Jedenfalls darf es künftig nicht mehr als 12 Betreuungsverträge pro Tageselternfamilie geben, wovon gleichzeitig nicht mehr als fünf anwesend sein dürfen, darunter zwei unter zwei Jahren. Werden eigene Kinder im Prinzip nicht mitgezählt, so gilt das aber nicht für jene unter zwei.

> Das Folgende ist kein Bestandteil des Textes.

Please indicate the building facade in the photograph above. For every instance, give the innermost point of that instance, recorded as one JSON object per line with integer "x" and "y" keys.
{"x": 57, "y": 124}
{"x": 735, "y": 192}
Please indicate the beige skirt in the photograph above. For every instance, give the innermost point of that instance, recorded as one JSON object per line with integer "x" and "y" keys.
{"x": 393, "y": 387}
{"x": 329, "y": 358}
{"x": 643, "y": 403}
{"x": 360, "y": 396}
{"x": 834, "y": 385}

Es werden Vorschriften für Ausbildung und 20 Stunden Weiterbildung im Jahr nebst Feuerlöschern und 4 statt bisher 2 m² Platz erlassen. Zwei der drei Amtssprachen müssen beherrscht werden, um Anrecht auf die Dienstleistungsschecks zu kriegen, während fürs »Agrément« eine reicht.

3,75 € pro Stunde zahlt der Staat den Tageseltern, 4,25 € in der Nacht und am Wochenende, während die »Maisons Relais« 6,75 € die Stunde kriegen, und das paßt nicht, erklärt die CSV, die sich enthält. Das kündigt auch die Lénk nach vielem einerseits und andrerseits an. Die adr stimmt dagegen, vor allem weil da Luxemburgisch nicht vorgeschrieben ist. Da die Koalitionäre nur Positives sehen, führt das zu 32 Koalitions-Ja, 3 adr-Nein und 25 CSV- und Lénk-Enthaltungen.